Le récit poussé par l’industrie est que la thérapie est bonne pour tout le monde, mais le traitement de la santé mentale a des limites et peut être activement nocif. Des études montrent que ce type de traitement est moins efficace pour les jeunes que pour les adultes, et les directives établies ne sont souvent pas suivies. De nombreux jeunes se retrouvent donc à recevoir des soins de mauvaise qualité, ce qui est associé à une augmentation de l’automutilation et des hospitalisations.
Le sondage exclut également les individus dans des environnements de groupe, comme les centres de justice juvénile, les établissements de traitement résidentiels et les hôpitaux psychiatriques — où ceux souffrant de la détresse émotionnelle la plus sévère sont disproportionnellement représentés.

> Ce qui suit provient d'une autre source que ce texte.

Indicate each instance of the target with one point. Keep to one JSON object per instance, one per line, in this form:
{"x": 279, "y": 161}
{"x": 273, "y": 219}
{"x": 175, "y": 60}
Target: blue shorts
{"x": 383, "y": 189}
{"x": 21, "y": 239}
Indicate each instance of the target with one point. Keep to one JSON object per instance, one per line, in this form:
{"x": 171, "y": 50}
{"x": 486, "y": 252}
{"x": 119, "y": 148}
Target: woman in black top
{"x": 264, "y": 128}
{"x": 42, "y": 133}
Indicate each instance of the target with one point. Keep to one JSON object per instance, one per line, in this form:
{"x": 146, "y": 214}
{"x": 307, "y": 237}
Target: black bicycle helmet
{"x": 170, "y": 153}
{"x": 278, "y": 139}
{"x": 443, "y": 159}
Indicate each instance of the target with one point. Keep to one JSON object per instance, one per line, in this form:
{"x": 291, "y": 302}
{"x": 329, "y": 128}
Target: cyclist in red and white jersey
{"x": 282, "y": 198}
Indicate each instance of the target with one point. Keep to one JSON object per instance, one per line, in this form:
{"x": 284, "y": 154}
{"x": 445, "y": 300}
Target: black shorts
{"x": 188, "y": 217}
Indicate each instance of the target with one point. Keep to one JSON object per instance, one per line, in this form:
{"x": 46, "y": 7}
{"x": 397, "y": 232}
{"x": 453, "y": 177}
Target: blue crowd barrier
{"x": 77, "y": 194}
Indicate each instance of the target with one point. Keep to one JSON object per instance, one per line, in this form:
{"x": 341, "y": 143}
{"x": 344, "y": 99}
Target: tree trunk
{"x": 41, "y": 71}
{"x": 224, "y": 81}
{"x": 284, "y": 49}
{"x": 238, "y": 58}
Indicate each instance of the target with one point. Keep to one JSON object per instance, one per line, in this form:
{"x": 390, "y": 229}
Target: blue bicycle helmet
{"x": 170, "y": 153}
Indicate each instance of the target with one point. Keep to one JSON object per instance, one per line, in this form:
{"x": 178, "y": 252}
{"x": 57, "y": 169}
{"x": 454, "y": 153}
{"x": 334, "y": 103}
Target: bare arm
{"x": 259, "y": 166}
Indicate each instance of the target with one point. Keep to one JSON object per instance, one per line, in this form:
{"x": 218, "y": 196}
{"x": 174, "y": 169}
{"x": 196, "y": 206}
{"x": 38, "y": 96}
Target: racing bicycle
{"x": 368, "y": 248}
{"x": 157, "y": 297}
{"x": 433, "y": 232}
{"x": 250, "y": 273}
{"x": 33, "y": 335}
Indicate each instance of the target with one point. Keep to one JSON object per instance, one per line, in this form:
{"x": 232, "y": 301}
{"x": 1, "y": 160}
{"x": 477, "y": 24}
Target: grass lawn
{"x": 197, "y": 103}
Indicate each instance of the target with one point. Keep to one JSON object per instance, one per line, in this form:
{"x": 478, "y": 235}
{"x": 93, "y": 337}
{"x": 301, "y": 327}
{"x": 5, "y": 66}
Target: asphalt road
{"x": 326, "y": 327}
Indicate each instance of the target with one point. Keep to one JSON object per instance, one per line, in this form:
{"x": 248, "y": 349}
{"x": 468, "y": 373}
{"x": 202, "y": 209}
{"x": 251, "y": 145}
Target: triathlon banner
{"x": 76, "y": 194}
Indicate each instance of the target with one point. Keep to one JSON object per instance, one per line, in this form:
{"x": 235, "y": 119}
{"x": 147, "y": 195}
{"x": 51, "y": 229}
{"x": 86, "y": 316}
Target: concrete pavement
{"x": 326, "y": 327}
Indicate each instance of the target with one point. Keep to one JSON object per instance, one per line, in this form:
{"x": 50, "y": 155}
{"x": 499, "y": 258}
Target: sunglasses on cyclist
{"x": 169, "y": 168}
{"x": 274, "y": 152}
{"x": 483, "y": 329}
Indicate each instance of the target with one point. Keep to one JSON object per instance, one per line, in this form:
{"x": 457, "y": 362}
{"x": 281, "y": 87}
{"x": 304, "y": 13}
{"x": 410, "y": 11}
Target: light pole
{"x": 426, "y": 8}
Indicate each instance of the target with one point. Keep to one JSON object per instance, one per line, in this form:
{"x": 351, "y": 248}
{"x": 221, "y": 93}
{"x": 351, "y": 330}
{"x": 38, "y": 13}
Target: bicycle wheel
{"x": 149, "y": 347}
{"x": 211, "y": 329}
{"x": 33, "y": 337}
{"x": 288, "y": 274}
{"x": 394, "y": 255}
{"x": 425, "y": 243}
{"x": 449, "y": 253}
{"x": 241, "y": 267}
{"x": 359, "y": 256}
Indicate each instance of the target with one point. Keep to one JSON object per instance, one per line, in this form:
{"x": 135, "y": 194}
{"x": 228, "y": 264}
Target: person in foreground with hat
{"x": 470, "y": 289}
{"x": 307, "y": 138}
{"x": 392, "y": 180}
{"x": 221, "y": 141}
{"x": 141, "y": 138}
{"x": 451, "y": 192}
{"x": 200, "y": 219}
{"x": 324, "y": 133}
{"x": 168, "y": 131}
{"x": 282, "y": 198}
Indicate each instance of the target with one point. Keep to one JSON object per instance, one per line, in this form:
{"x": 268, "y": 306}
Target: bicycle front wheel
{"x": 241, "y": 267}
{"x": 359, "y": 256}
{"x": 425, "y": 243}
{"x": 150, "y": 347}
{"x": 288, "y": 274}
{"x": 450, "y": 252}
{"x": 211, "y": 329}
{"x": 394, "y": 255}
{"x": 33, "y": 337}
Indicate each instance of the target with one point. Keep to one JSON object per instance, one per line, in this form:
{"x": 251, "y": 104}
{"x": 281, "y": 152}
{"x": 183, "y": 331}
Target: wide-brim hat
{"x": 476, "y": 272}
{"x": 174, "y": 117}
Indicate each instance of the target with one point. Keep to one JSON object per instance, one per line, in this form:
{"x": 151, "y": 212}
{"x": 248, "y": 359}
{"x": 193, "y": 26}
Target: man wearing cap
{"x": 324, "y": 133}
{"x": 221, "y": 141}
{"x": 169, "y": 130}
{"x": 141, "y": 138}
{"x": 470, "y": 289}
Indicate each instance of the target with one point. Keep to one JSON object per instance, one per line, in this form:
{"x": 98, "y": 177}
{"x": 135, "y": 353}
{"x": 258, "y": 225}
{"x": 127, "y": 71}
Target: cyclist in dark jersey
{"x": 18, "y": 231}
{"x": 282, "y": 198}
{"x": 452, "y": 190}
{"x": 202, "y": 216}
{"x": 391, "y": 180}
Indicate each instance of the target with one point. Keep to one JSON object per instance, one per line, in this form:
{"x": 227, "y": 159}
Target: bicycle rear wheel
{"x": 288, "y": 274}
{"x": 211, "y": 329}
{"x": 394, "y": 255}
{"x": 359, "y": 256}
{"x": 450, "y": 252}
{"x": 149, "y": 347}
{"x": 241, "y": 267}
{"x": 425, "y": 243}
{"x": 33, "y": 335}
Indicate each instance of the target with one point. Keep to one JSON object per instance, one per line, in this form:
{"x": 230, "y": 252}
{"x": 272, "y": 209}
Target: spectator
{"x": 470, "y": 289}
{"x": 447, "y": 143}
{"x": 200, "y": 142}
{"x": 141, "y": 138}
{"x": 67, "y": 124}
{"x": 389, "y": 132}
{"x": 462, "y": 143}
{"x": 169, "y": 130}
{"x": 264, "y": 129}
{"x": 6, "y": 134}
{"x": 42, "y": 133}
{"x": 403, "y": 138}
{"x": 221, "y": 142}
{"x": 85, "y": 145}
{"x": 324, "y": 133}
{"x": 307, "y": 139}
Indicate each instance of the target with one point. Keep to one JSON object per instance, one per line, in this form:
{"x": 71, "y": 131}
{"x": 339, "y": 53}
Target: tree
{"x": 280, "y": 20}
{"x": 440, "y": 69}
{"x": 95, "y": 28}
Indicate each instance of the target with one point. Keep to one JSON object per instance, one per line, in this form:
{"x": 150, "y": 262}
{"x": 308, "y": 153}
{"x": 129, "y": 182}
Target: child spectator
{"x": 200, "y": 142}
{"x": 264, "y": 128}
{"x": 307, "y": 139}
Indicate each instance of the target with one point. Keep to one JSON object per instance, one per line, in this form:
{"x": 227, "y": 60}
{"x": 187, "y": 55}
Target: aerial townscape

Les Américains interrogés, en utilisant une définition inclusive, sont moins susceptibles de bénéficier d’un traitement.
Pour ceux qui sont en marge, un diagnostic de santé mentale augmente la probabilité future de décès, de maladie du travail et de chômage, tout en réduisant le sentiment de contrôle et la probabilité d’être marié. L’usage excessif de stimulants peut induire une psychose — ce qui est préoccupant étant donné combien de jeunes s’en voient prescrire pour les TDAH. Les symptômes de nombreux diagnostics courants, comme la dépression, sont transitoires et s’améliorent souvent d’eux-mêmes. Comme le dit un psychiatre éminent : aucun traitement ne devrait être la prescription de choix.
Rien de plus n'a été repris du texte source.